Cambridge Healthtech Institute’s Kent Simmons recently spoke with Dr. Thomas Mikita, Director of Pfizer’s Centers for Therapeutic Innovation, about his upcoming presentation “High Affinity Factor XIa-specific IgGs and Reversal Agent as Potential Treatment for Thrombotic Disease”, to be delivered in the Emerging Indications for Therapeutic Antibodies meeting at the 2018 PEGS event. PEGS is scheduled for April 30 - May 4, 2018 in Boston, with the Emerging Indications program set for April 30-May 1.
Why did you target FXIa?
The coagulation cascade is structured such that two pathways, intrinsic and extrinsic, funnel into a common pathway that drives blood coagulation. All proteases on the cascade exist in zymogen form until activated by a triggering event. The extrinsic and common pathways are essential for maintaining hemostasis. Current anticoagulants like warfarin, which broadly inhibit multiple proteases on the coagulation cascade, or the new oral FXa and Thrombin inhibitors, which target a specific protease, carry a bleeding risk as these drugs target the extrinsic and common pathway. FXI resides on the intrinsic pathway, and considerable experimental data suggests that inhibiting FXIa (the active form of FXI) will reduce thrombosis risk without an appreciable increase in bleeding risk. This is why we chose to develop an antibody to FXIa. The goal was to make a potentially safer anti-thrombotic drug candidate.
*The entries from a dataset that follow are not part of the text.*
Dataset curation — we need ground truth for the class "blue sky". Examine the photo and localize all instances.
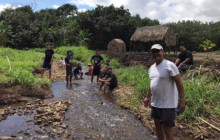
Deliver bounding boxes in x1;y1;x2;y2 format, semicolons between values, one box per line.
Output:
0;0;220;23
0;0;92;11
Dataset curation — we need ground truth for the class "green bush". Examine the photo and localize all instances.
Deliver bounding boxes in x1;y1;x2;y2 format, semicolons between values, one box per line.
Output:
0;48;51;88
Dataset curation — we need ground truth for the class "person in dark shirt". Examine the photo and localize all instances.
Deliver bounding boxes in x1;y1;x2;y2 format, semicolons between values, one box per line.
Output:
73;63;83;80
99;67;118;93
41;43;54;79
90;50;104;83
175;46;193;71
65;51;73;86
100;60;110;78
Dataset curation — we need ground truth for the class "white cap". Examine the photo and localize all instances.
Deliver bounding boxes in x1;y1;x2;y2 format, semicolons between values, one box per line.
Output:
150;44;163;50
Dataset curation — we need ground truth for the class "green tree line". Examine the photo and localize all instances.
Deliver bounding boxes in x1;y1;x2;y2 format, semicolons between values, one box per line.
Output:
0;4;220;51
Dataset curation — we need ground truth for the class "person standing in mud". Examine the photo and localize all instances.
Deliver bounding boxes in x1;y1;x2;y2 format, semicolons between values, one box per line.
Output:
90;49;104;83
65;51;73;86
144;44;185;140
41;43;54;79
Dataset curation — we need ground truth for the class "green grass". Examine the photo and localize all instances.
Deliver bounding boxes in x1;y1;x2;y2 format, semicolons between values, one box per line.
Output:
116;66;220;122
0;47;60;88
55;46;120;68
0;46;120;88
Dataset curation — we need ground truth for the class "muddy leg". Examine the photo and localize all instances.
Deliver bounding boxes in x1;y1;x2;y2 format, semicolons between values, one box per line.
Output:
154;119;164;140
104;82;110;93
80;72;83;79
70;74;73;86
99;82;104;90
49;70;52;79
41;69;45;78
97;75;99;84
163;125;174;140
66;74;69;86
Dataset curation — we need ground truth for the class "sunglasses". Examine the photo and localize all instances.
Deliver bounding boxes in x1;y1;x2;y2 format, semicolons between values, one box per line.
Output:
151;50;161;54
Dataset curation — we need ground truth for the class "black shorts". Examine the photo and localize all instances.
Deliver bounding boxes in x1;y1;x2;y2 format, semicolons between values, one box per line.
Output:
73;71;79;75
109;83;117;90
66;67;73;75
151;107;176;127
93;66;101;76
43;62;52;71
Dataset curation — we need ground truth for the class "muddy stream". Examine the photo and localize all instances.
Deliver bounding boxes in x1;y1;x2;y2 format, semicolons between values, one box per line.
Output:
0;71;192;140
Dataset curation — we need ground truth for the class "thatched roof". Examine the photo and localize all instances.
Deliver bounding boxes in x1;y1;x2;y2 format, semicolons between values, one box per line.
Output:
131;25;176;44
108;39;126;53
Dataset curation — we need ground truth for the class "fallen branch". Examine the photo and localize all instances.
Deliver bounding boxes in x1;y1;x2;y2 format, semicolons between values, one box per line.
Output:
6;56;12;70
199;117;220;132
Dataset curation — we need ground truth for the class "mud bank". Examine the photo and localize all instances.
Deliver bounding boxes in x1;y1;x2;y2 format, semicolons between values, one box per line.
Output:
113;85;220;140
0;86;53;105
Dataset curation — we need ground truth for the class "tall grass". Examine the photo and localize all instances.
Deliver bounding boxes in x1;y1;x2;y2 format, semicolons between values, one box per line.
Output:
0;48;54;88
55;46;120;68
116;66;220;122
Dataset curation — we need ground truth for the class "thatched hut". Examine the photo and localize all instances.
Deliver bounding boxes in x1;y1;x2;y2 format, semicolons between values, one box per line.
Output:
108;39;126;54
130;25;177;51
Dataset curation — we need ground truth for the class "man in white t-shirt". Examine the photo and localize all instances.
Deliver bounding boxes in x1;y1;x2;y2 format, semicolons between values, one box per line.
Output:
144;44;185;140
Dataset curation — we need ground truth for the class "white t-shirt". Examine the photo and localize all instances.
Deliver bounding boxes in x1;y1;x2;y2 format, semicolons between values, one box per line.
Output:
60;60;65;66
149;59;179;108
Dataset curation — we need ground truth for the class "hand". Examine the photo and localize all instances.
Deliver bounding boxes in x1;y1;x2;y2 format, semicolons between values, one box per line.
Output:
144;98;150;108
177;101;185;114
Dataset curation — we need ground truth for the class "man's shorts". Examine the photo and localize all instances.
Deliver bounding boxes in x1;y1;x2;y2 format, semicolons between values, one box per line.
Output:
181;64;192;71
151;106;176;127
43;62;52;71
93;66;101;76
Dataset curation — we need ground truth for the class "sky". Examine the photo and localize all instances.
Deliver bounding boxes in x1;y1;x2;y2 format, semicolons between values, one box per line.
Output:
0;0;220;23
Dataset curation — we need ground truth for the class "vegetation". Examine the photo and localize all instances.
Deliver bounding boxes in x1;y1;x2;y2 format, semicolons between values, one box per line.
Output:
116;66;220;122
199;39;216;58
0;48;60;88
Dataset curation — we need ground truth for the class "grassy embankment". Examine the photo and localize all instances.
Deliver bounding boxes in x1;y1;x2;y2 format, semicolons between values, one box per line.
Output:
0;48;63;88
0;46;119;88
55;46;120;68
116;66;220;123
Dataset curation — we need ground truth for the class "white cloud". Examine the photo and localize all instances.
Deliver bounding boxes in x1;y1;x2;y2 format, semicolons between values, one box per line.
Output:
52;5;60;9
0;3;16;12
70;0;220;23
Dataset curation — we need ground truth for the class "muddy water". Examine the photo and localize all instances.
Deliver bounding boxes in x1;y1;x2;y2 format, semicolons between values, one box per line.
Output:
50;77;153;140
0;71;192;140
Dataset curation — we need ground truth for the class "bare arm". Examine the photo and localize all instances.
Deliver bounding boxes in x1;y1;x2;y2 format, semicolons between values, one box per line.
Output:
181;58;190;64
172;74;185;113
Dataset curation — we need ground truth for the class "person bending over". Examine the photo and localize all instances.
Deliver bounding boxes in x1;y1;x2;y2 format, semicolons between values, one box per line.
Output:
90;50;104;83
175;46;193;71
41;43;54;79
99;67;118;93
65;51;73;86
73;63;83;80
100;60;110;78
144;44;185;140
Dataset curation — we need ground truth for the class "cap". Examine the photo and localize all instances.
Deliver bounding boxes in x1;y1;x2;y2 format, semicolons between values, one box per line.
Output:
150;44;163;50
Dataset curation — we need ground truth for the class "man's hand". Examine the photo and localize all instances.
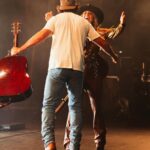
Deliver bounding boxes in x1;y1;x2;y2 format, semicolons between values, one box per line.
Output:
45;11;53;21
11;47;20;56
120;11;126;25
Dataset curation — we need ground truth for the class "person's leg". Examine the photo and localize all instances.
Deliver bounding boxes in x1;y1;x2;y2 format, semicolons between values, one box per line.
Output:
41;69;65;147
86;77;106;150
67;71;83;150
63;113;70;150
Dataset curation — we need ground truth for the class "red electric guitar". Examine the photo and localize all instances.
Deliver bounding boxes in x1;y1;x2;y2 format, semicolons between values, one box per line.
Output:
0;22;32;108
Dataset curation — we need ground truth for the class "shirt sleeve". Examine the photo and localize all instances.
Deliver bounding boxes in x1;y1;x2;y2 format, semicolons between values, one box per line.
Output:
43;17;55;33
88;23;100;41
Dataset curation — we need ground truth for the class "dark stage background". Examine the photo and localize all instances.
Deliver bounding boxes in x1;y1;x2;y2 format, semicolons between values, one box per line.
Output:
0;0;150;124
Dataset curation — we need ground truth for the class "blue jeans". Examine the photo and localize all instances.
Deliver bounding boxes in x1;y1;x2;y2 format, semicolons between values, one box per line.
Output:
41;68;83;150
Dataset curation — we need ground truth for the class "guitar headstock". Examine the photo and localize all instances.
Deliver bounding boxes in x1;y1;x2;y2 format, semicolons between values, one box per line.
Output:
11;21;21;47
11;21;21;35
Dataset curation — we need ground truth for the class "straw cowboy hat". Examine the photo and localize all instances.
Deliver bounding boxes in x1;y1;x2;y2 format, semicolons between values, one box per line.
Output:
78;4;104;24
57;0;78;10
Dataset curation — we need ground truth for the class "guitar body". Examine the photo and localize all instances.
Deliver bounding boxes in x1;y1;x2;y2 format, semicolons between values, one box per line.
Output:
0;56;32;103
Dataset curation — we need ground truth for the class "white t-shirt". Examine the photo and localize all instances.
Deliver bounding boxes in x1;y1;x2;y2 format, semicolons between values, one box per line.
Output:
44;12;99;71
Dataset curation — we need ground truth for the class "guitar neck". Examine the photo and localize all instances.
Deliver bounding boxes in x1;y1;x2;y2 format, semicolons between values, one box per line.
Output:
13;34;18;47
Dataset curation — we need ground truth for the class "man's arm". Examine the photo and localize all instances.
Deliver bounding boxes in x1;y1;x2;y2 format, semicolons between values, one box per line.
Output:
97;11;125;39
92;37;118;63
11;29;52;55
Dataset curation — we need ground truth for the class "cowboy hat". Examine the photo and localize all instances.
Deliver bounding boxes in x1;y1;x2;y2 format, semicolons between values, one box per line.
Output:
57;0;78;10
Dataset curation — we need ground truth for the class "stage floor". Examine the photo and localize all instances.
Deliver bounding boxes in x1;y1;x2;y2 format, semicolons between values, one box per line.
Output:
0;123;150;150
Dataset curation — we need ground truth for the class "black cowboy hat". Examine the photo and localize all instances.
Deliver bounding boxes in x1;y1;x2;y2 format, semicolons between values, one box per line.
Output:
78;4;104;24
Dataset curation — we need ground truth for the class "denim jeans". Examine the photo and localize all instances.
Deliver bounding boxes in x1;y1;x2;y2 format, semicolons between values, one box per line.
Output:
41;68;83;150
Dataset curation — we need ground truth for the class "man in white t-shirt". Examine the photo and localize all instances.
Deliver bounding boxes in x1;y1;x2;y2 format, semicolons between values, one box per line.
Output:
11;0;117;150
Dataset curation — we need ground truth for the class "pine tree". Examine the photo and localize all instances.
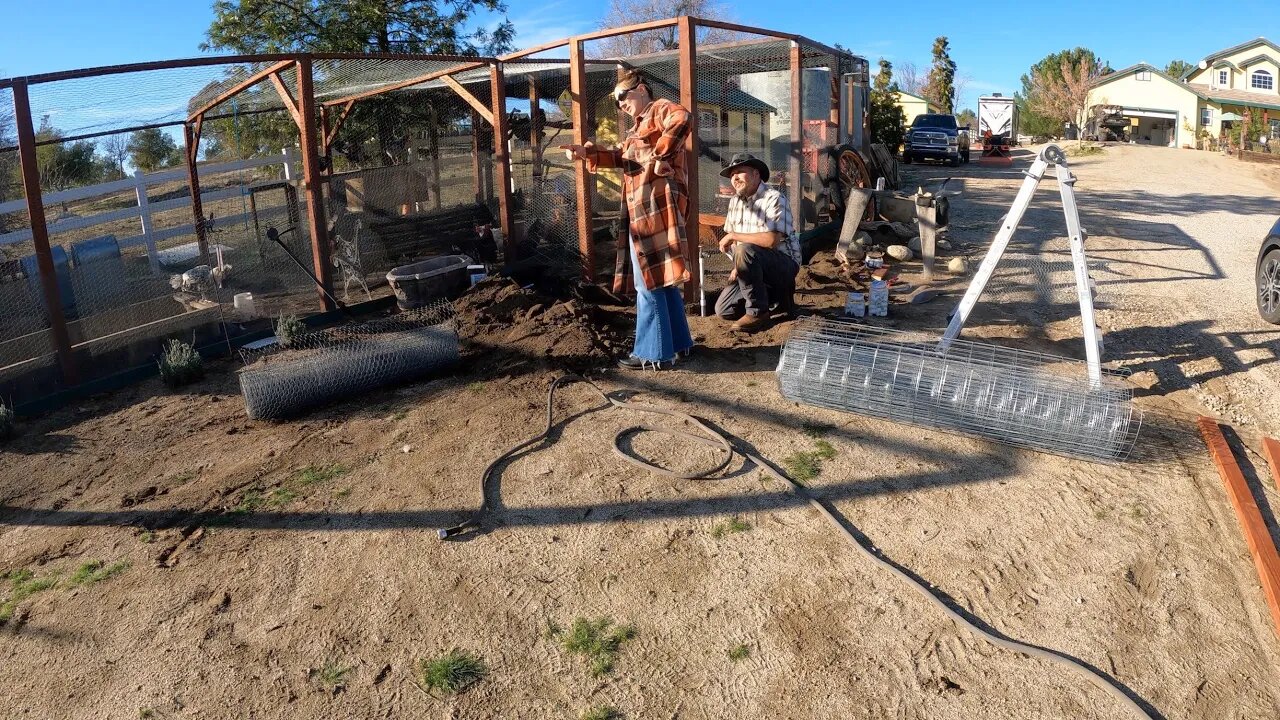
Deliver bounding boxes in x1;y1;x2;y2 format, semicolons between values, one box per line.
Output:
868;58;906;152
924;35;956;115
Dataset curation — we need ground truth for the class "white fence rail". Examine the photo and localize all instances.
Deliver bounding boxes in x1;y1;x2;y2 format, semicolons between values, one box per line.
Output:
0;147;298;272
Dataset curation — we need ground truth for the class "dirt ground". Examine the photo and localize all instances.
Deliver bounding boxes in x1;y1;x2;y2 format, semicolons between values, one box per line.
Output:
0;146;1280;719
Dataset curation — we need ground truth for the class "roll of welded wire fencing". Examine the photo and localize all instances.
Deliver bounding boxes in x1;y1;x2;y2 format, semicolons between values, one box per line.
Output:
777;318;1142;461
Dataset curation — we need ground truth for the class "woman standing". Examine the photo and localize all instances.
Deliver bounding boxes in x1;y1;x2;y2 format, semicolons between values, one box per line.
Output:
561;72;694;370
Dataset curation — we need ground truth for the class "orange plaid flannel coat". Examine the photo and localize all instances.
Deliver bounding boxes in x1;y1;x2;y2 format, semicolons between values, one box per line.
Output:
586;99;690;292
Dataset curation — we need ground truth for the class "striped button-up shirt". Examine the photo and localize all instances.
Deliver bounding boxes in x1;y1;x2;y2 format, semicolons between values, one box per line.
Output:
724;182;804;265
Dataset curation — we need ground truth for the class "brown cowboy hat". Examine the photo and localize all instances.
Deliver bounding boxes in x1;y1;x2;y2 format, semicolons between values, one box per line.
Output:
721;152;769;182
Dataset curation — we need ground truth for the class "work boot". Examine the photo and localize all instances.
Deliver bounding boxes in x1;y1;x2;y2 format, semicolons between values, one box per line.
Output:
728;314;769;333
618;355;676;370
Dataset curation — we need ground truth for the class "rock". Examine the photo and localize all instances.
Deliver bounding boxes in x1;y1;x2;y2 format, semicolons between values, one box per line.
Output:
888;223;919;240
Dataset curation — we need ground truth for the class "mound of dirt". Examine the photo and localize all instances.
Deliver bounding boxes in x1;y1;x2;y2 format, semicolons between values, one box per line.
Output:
454;278;630;372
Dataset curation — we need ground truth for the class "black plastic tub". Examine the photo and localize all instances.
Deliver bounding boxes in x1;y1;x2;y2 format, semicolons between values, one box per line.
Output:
387;255;471;310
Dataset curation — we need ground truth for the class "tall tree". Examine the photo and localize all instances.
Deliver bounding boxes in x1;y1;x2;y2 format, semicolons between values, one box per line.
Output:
36;115;97;191
1014;47;1112;137
591;0;741;58
97;132;129;177
893;63;925;95
201;0;516;55
1028;49;1102;144
1165;60;1196;79
868;58;906;152
923;35;956;115
128;128;180;173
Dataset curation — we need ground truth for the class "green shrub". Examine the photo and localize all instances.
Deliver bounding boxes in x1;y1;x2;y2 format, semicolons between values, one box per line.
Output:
275;315;307;347
419;650;489;693
159;340;205;387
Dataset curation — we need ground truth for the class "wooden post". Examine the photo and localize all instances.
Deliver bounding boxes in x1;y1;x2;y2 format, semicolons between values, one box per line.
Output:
529;73;543;181
13;79;79;386
677;15;703;305
133;170;160;275
568;40;595;283
297;56;335;311
182;120;209;265
787;41;804;233
489;63;517;261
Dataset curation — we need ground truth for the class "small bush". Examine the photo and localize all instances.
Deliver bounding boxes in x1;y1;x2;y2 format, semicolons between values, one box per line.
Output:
159;340;205;387
68;560;129;587
275;315;307;347
420;650;489;693
0;569;58;623
0;402;14;439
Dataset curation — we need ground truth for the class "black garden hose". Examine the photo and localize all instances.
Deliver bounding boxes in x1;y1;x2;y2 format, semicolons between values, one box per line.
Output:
438;374;1155;720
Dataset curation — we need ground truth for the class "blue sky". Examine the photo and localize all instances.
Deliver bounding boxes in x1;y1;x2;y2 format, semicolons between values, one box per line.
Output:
0;0;1280;112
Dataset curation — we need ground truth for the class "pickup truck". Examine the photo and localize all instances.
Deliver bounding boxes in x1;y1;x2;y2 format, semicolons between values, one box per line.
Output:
902;113;969;168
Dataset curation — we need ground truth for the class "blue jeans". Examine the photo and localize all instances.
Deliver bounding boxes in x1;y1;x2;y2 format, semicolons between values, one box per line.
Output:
628;243;694;363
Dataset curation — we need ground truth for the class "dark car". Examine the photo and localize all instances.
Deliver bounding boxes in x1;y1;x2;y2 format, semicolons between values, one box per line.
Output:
902;113;969;168
1254;213;1280;325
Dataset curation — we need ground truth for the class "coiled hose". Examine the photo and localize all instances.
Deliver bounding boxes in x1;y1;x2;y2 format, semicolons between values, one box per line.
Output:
436;374;1155;720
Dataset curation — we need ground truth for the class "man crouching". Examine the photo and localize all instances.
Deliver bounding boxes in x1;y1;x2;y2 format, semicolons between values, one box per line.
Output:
716;152;800;332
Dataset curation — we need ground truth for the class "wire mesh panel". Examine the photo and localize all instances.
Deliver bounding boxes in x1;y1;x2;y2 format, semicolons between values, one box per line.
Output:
0;88;65;397
777;318;1142;460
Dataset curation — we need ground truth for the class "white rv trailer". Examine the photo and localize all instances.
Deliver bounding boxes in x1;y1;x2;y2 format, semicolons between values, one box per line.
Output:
978;94;1018;145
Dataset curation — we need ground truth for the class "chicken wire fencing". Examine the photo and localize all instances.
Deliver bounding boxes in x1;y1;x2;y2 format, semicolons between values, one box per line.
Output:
239;302;461;420
0;56;500;404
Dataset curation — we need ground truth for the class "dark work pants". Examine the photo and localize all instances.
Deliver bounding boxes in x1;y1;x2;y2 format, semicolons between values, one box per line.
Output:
716;242;800;320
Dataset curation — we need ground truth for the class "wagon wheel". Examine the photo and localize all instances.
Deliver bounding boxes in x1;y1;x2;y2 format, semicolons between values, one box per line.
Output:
836;145;876;220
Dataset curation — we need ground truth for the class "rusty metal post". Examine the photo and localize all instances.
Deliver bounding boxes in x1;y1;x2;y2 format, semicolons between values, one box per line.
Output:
297;56;335;311
568;38;595;283
13;78;79;386
677;15;703;305
489;63;518;261
529;73;543;181
182;123;209;265
787;41;804;233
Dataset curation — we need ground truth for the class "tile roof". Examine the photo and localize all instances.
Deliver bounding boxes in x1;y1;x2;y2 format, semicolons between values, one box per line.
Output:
1187;83;1280;109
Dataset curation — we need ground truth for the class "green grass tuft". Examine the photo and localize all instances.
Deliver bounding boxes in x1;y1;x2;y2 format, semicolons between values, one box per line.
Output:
712;518;751;539
307;660;351;691
0;569;58;623
157;340;205;387
420;648;489;693
68;560;129;588
782;452;822;484
550;618;636;678
293;462;349;487
800;423;836;439
275;315;307;347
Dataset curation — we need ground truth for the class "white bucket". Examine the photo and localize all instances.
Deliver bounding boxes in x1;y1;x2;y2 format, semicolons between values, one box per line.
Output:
232;292;257;318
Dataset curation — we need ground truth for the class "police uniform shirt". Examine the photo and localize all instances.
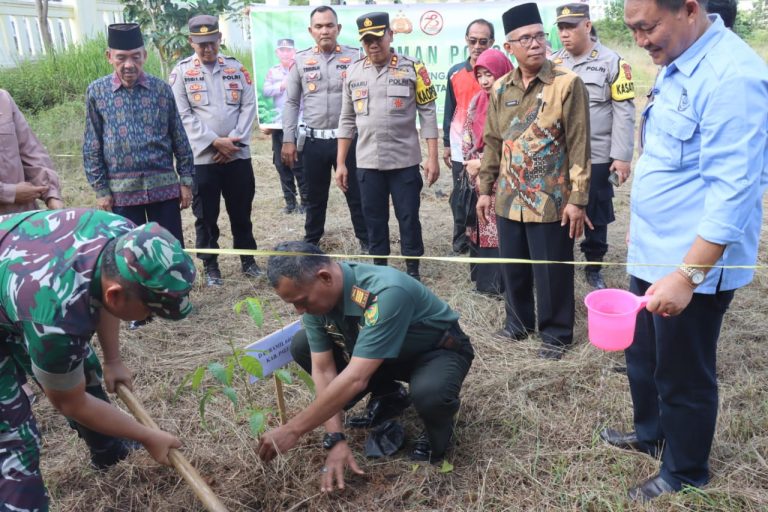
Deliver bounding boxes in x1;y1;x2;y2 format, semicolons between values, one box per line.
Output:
302;262;459;361
338;53;438;170
169;55;256;165
282;45;360;141
552;41;635;164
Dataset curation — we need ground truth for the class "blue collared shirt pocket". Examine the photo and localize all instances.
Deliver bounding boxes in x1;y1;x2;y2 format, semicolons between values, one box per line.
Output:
659;110;701;168
184;81;209;107
387;85;411;115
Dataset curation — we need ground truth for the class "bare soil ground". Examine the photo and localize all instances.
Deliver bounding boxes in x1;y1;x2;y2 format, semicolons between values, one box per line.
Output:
25;43;768;512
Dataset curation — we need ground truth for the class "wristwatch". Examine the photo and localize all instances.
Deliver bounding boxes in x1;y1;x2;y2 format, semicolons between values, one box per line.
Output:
323;432;347;450
677;265;706;288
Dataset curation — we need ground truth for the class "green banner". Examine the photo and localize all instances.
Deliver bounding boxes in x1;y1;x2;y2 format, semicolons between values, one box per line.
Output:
251;0;562;128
What was one of the more challenging aspects to achieving potency?
FXI is present in the blood stream at 30 nM, and only a small percentage is activated during a coagulation event. This means that before FXI is activated to FXIa, our active-site-targeting IgG has no target to bind to. Once FXI is cleaved (by FXIIa) to generate FXIa, the active site is exposed, and now FIX (the next protease activated on the cascade) is in a race with our IgG to bind to the FXIa active site. FIX is present in the circulation at 90 nM and has a very fast on-rate for FXIa. To generate a potent enough inhibitor of FXIa we had to make a highly selective and high affinity (Kd~ 30 pM) IgG that would not bind to any of the other proteases in either active or zymogen form, and which also had an on-rate for FXIa that was faster than FIX. This required considerable affinity maturation. But we got it.
Were there any surprises when you obtained the co-crystal of the mAb with FXIa?
Yes, prior to having the crystal structure, we suspected that the heavy chain of CDR2 played an important role in binding the FXIa active site, as substitutions that increased affinity and potency in this IgG series involved substitutions of negatively charged residues in this loop. However, the crystal structure revealed that the important active site contacts were made by light chain CDR loops which didn’t change during affinity maturation. Rather, we believe that the negative charges introduced in CDR2 of the heavy chain placed negative charge across from a positively charged patch outside of the active site on FXIa. We hypothesize that this charge-based interaction likely increases docking such that the overall affinity and on-rate for the antibody was increased further.
Why did you also make two different reversal agents for the antibody?
Our team discussed both options, a highly specific antibody reversal agent that binds only our lead IgG (called DEF), and the design of an inactive protease domain as a reversal agent that works more generally for both IgG and small molecule active site inhibitors of FXIa. In the end we did both, in the spirit of healthy internal competition. Reversal agents are a focus for both old and newer anti-coagulants as they allow you to reverse a dangerous bleeding event that might arise during the course of a treatment. Because of this, we always knew we would need to develop one for our lead anti-FXIa antibody.
This work was done as collaboration between your team at Pfizer’s Centers for Therapeutic Innovation (CTI) and Dr Shaun Coughlin’s lab at UCSF, can you tell us a little more about CTI?
Pfizer’s Centers for Therapeutic Innovation carry out collaborative drug development projects with academic researchers who come to us with an idea for drug development. All proposed projects undergo rigorous review and a Statement of Work outlining the project is entered into before the program starts. From the start of lab work, both CTI scientists and our academic partner scientists work collaboratively. When it works well, as it did with Dr Coughlin’s lab, I think it can be a fantastic, fast-moving, and productive experience for all involved.
Speaker Biography:
Thomas Mikita, Ph.D., Director, Centers for Therapeutic Innovation, Pfizer, Inc.
I am currently a Director and Research Project Leader at Pfizer's Centers for Therapeutic Innovation. I lead or have led projects in Thrombosis, Oncology and Fibrosis. Prior to Pfizer I worked at CV Therapeutics (now Gilead) where my research focused on target discovery with a focus on atherosclerosis. My postdoc at Tularik (now Amgen) focused on IL-4/Stat6 signaling from receptor to nucleus. I have a PhD in Molecular Biophysics and Biochemistry from Yale University where I focused on the study of DNA replication inhibitors involved in cancer chemotherapy.